Подождите; вступите сами в борьбу и перестанете так думать. А наперед примите на
веру, что ни одна монахиня не бывает без борьбы. Всякая борется, как только
заметит что неправое и смущающее – борется с мыслями, борется с желаниями,
борется с разными движениями чувства при непрерывных столкновениях с другими.
Вступающие в обитель проходят предварительную сильную борьбу пред вступлением в
нее. Вступают они возбужденными в духе на добро с решимостью ратовать за него.
И ратуют, внимая себе. Иногда побеждают они, иногда побеждаемы бывают, наиболее
потому, что не заметят козней врага, который умеет их искусно прикрывать.

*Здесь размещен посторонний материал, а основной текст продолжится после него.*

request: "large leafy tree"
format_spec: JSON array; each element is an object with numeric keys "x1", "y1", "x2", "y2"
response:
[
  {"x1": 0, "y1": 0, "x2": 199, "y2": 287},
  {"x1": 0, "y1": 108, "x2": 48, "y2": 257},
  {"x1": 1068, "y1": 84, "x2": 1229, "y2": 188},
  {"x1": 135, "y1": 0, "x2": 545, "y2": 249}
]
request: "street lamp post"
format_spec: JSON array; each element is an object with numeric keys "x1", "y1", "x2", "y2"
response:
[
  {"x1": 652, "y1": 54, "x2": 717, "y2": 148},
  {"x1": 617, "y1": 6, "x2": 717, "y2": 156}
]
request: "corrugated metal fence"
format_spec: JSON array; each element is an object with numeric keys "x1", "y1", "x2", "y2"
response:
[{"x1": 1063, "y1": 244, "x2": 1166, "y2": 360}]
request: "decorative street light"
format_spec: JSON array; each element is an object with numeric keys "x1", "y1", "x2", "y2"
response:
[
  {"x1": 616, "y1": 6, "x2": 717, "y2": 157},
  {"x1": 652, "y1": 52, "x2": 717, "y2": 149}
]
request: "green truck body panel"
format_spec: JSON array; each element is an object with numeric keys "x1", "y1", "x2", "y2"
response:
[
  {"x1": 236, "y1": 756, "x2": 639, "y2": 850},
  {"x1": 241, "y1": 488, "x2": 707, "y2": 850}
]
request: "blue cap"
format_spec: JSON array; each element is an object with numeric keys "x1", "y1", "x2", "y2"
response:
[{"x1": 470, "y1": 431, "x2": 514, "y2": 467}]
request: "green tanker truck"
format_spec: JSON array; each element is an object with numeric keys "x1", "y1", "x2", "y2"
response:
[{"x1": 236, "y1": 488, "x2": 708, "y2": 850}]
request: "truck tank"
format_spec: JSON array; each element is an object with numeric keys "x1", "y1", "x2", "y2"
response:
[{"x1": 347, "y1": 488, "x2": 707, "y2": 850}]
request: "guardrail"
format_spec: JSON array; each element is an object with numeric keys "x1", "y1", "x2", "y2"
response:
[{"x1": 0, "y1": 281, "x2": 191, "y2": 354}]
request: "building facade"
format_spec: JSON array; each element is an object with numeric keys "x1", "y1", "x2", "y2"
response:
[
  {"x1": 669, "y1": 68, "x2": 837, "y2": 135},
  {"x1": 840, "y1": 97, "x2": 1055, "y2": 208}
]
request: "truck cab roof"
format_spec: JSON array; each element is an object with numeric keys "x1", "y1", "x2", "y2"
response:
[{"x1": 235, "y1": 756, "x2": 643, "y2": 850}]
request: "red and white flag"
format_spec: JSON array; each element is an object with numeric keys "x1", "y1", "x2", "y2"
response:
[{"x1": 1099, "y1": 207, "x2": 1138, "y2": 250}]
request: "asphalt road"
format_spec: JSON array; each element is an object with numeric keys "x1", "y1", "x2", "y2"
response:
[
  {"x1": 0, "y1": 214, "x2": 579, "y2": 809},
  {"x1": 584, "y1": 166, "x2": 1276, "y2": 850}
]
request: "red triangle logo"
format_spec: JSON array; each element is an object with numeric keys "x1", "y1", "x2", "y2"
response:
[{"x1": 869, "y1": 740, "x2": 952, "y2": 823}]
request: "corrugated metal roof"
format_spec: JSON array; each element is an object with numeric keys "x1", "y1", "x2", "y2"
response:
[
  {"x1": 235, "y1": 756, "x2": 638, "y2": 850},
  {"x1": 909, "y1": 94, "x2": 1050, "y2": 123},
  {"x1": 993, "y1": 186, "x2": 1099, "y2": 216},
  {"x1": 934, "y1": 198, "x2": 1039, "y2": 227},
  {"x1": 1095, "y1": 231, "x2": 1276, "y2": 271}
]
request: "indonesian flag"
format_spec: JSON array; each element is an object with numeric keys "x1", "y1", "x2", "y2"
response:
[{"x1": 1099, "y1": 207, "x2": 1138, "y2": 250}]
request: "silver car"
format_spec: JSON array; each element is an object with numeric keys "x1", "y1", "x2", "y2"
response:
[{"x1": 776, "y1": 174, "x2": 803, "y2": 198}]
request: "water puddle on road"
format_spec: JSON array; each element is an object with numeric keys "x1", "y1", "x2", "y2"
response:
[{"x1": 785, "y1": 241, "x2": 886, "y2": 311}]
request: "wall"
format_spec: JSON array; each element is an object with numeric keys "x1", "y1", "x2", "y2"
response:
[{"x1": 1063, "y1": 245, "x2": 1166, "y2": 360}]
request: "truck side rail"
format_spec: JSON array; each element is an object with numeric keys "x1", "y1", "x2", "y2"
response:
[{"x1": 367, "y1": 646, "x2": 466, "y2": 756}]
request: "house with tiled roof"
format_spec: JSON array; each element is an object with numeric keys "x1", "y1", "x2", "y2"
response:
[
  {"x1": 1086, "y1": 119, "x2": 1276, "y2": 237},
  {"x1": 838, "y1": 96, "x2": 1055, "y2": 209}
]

Так
есть; и вы совсем неверно смотрите на монахинь. Бывают и такие, как вы пишете;
но это исключение, а вообще так говорить нельзя.
Что они всякий худой помысл и всякое другое худое движение, внутри
происходящее, производят от врага, – в этом нет ошибки. Так есть на самом деле.
Вмешательство врага в наши внутренние и внешние дела шире и многообъятнее,
нежели как думается вообще даже и без особых ограничений признающими его. И
Писание святое этому учит, и опыты святых подтверждают. Вообще у христиан брань
не есть к плоти и крови, но к духам злобы (Евр. 6, 12); а в монашествующих
она ожесточается до крайности. Так не монахини, рассуждающие сообразно с сим,
достойны укора, а вы, судящие противно сему.
Извольте принять и
содержать следующие положения св. Отцев: в сумме роящихся внутри нас помыслов
есть ангельские, есть человеческие и есть бесовские. Человеческие помыслы,
когда думают о вещах, как они есть по естеству, например, о золоте как золоте,
его виде, свойствах, добывании и подобное. Ангельские, когда при сем привходят
добрые наведения, к добру располагающие, например, прославление Творца при
взгляде на золото. Бесовские, когда порождаются наведения страстные, на зло
ведущие, например, при взгляде на золото мысль повеселиться на него и подобное.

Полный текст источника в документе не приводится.